Aux termes d’un arrêt rendu par la Cour d’appel de [Localité 12] le 21 février 2005, le bail a été renouvelé pour une durée de neuf années entières et consécutives à compter du 1er juillet 2001.
Puis, suivant demande de renouvellement signifiée le 27 septembre 2011, ledit bail a une nouvelle fois été renouvelé pour une durée de neuf années entières et consécutives à compter du 1er octobre 2011, pour expirer contractuellement à compter du 30 septembre 2020, se poursuivant dès lors par tacite prolongation.
Par un arrêt du 30 janvier 2019, la Cour d’appel de [Localité 12] a fixé le montant du loyer du bail renouvelé à effet du 1er octobre 2011 au plafond indiciaire de 76 355,59 € HT annuels, considérant qu’il n’y a avait pas lieu à déplafonnement du loyer.

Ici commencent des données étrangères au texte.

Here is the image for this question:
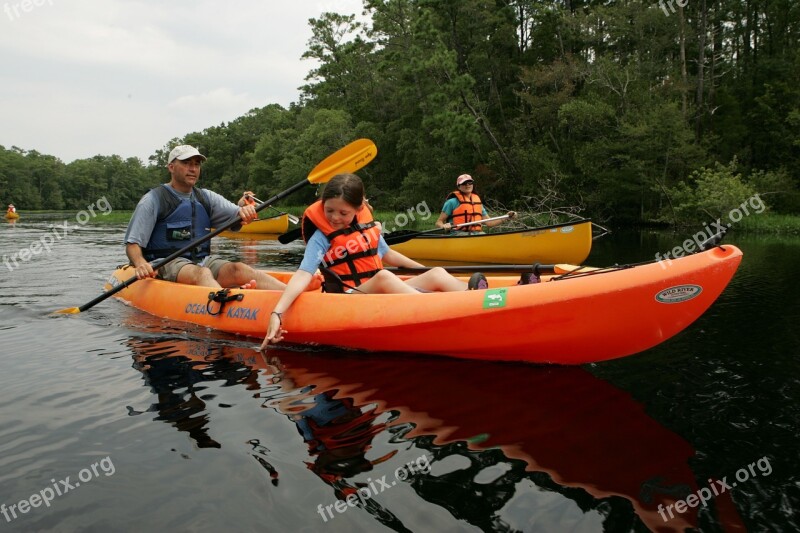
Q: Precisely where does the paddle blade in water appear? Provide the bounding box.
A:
[308,139,378,183]
[51,307,81,315]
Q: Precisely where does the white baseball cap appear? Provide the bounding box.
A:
[167,144,206,165]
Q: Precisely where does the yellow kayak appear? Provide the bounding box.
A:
[219,213,289,234]
[387,220,592,265]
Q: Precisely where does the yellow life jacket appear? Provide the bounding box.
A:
[302,200,383,292]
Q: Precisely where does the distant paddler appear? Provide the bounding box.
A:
[436,174,517,234]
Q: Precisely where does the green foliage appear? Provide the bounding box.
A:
[0,0,800,229]
[670,160,766,223]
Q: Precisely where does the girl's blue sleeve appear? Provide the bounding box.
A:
[298,230,331,274]
[378,235,389,258]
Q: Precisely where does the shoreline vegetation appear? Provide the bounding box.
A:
[12,206,800,235]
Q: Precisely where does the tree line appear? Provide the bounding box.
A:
[0,0,800,223]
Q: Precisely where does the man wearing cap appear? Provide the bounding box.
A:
[125,145,285,289]
[436,174,517,233]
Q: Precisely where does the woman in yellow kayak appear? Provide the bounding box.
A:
[436,174,517,234]
[261,174,488,349]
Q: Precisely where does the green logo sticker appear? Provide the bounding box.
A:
[483,288,508,309]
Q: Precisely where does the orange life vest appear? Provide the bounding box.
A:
[302,200,383,292]
[447,191,483,231]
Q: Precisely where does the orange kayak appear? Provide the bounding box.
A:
[106,245,742,365]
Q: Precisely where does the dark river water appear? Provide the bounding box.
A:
[0,214,800,532]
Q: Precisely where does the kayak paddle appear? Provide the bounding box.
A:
[55,139,378,314]
[247,194,300,226]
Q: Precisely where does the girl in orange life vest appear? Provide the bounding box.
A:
[261,174,476,350]
[436,174,517,233]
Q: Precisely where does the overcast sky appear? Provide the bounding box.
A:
[0,0,362,163]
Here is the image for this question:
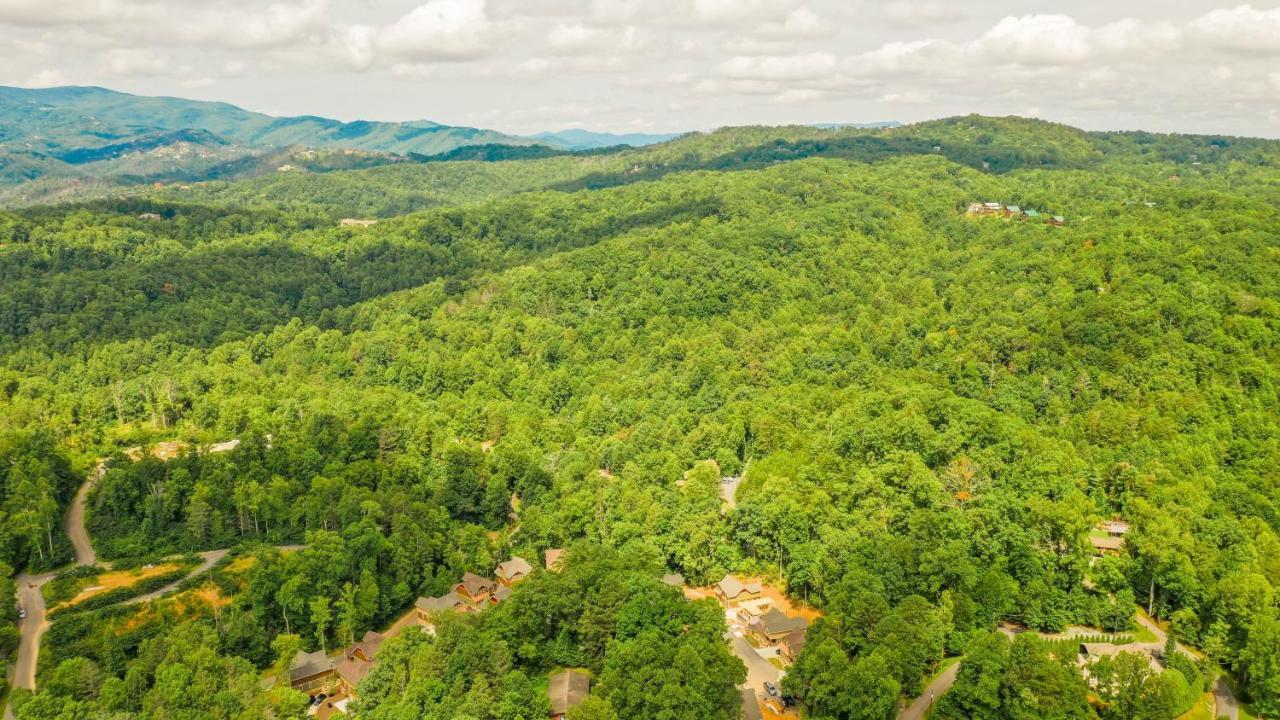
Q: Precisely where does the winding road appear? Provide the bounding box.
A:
[897,662,960,720]
[4,443,294,720]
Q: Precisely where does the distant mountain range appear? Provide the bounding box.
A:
[0,86,897,205]
[530,128,685,150]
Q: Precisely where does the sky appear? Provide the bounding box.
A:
[0,0,1280,137]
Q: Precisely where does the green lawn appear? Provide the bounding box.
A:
[1178,693,1213,720]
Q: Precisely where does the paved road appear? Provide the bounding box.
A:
[897,662,960,720]
[1213,678,1240,720]
[1135,612,1240,720]
[728,633,780,696]
[63,460,106,565]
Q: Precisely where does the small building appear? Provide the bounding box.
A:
[413,591,472,633]
[289,650,334,694]
[741,688,764,720]
[545,547,564,573]
[1089,536,1124,556]
[333,630,384,697]
[778,628,809,662]
[493,556,534,587]
[453,573,498,605]
[1098,520,1129,538]
[746,607,809,646]
[489,585,511,605]
[547,670,591,720]
[716,575,764,607]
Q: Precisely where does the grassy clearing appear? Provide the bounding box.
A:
[1178,693,1213,720]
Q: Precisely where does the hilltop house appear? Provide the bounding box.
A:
[289,650,334,694]
[545,547,564,573]
[547,670,591,720]
[413,591,474,634]
[453,573,498,605]
[333,630,385,697]
[1089,536,1124,557]
[716,575,764,607]
[493,556,534,587]
[737,597,773,624]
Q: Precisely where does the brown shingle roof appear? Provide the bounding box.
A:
[458,573,494,597]
[547,670,591,715]
[751,607,809,635]
[413,591,466,612]
[289,650,333,683]
[547,547,564,570]
[494,556,534,580]
[716,575,760,600]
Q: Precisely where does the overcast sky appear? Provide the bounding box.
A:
[0,0,1280,137]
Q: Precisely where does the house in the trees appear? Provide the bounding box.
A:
[737,597,773,625]
[413,591,474,634]
[716,575,764,607]
[1089,534,1124,557]
[547,670,591,720]
[333,630,384,697]
[746,607,809,646]
[547,547,564,573]
[289,650,334,694]
[453,573,498,605]
[493,556,534,587]
[1098,520,1129,538]
[778,628,809,662]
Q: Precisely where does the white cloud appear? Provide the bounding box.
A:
[716,53,838,82]
[883,0,960,27]
[20,70,67,87]
[102,47,169,77]
[769,88,827,105]
[547,23,650,55]
[177,0,330,49]
[378,0,494,61]
[1190,5,1280,54]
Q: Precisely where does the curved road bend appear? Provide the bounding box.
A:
[897,662,960,720]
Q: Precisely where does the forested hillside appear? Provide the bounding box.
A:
[0,118,1280,720]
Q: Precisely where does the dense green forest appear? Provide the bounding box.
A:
[0,118,1280,720]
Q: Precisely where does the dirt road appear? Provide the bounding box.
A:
[897,662,960,720]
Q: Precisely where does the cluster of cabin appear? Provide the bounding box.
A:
[1089,519,1129,557]
[716,575,809,661]
[413,551,535,625]
[965,202,1066,227]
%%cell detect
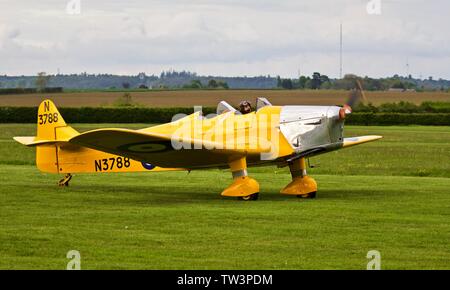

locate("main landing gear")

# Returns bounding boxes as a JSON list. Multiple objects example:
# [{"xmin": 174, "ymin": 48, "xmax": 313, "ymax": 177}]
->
[
  {"xmin": 280, "ymin": 158, "xmax": 317, "ymax": 198},
  {"xmin": 221, "ymin": 157, "xmax": 317, "ymax": 201},
  {"xmin": 221, "ymin": 157, "xmax": 259, "ymax": 201}
]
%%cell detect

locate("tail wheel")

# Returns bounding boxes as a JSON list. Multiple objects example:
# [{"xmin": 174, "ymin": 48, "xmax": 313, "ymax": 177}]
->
[
  {"xmin": 58, "ymin": 173, "xmax": 72, "ymax": 186},
  {"xmin": 239, "ymin": 192, "xmax": 259, "ymax": 201},
  {"xmin": 297, "ymin": 191, "xmax": 317, "ymax": 198}
]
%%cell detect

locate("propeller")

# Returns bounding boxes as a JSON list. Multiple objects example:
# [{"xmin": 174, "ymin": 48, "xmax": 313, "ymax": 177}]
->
[{"xmin": 339, "ymin": 78, "xmax": 367, "ymax": 120}]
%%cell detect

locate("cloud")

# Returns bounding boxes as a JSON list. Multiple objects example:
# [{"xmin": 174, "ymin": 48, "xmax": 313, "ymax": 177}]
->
[{"xmin": 0, "ymin": 0, "xmax": 450, "ymax": 78}]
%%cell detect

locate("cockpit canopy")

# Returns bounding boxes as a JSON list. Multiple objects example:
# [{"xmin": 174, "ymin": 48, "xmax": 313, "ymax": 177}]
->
[{"xmin": 216, "ymin": 97, "xmax": 272, "ymax": 115}]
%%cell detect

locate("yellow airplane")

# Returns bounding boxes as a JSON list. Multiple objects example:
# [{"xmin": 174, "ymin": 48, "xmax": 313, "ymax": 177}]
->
[{"xmin": 14, "ymin": 93, "xmax": 382, "ymax": 200}]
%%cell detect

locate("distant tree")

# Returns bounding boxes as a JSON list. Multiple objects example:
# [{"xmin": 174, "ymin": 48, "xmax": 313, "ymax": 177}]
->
[
  {"xmin": 277, "ymin": 76, "xmax": 282, "ymax": 88},
  {"xmin": 217, "ymin": 81, "xmax": 230, "ymax": 90},
  {"xmin": 391, "ymin": 80, "xmax": 406, "ymax": 90},
  {"xmin": 183, "ymin": 80, "xmax": 203, "ymax": 89},
  {"xmin": 35, "ymin": 72, "xmax": 50, "ymax": 92},
  {"xmin": 298, "ymin": 76, "xmax": 308, "ymax": 89},
  {"xmin": 281, "ymin": 79, "xmax": 294, "ymax": 90},
  {"xmin": 208, "ymin": 79, "xmax": 219, "ymax": 89},
  {"xmin": 311, "ymin": 72, "xmax": 322, "ymax": 90}
]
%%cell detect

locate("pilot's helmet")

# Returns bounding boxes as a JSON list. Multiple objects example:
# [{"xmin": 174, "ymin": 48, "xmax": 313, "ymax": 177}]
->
[{"xmin": 239, "ymin": 101, "xmax": 252, "ymax": 114}]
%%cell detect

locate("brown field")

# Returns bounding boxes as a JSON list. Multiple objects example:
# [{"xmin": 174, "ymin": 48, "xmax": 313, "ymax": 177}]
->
[{"xmin": 0, "ymin": 90, "xmax": 450, "ymax": 107}]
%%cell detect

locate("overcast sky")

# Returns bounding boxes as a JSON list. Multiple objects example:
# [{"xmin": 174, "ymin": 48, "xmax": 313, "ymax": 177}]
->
[{"xmin": 0, "ymin": 0, "xmax": 450, "ymax": 79}]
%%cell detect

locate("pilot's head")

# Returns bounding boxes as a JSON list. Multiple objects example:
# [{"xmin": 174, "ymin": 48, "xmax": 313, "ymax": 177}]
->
[{"xmin": 239, "ymin": 101, "xmax": 252, "ymax": 115}]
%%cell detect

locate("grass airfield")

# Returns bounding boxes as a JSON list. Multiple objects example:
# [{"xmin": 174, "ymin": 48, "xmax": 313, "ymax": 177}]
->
[{"xmin": 0, "ymin": 124, "xmax": 450, "ymax": 269}]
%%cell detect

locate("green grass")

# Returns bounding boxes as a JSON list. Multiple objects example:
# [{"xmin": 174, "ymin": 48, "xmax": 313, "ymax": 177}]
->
[{"xmin": 0, "ymin": 124, "xmax": 450, "ymax": 269}]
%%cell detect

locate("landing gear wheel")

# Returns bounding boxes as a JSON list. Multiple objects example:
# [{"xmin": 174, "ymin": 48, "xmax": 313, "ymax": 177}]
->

La S.C.I. CORALENZ est désormais venue aux droits de la société bailleresse initiale tandis que la S.A.S. [Adresse 10] est venue aux droits de la précédente société preneuse.
Par acte extrajudiciaire signifié le 29 mars 2022, la S.A.S. CARREFOUR PROXIMITE FRANCE a demandé le renouvellement du bail et par acte extrajudiciaire du 20 juin 2022 la S.C.I. CORALENZ a signifié à la S.A.S. [Adresse 10] son accord pour le renouvellement du bail à effet du 1er avril 2022 mais a refusé de fixer le loyer au montant annuel de 70 000 € HT proposé par le Preneur, proposant quant à elle de le fixer à la somme annuelle de 132 000 € HT.
Par mémoire préalable du 9 février 2024 notifié à la S.A.S. CARREFOUR PROXIMITE FRANCE, la S.C.I. CORALENZ a entendu voir fixer le loyer du bail renouvelé compter du 1er avril 2022 et suivant assignation du 1er juillet 2024, le Bailleur a attrait le Preneur devant le Juge des loyers commerciaux du tribunal judiciaire de Créteil, aux fins notamment de voir fixer la valeur locative des lieux à la somme annuelle de 132 000 € HT HC à compter de la date de renouvellement du bail.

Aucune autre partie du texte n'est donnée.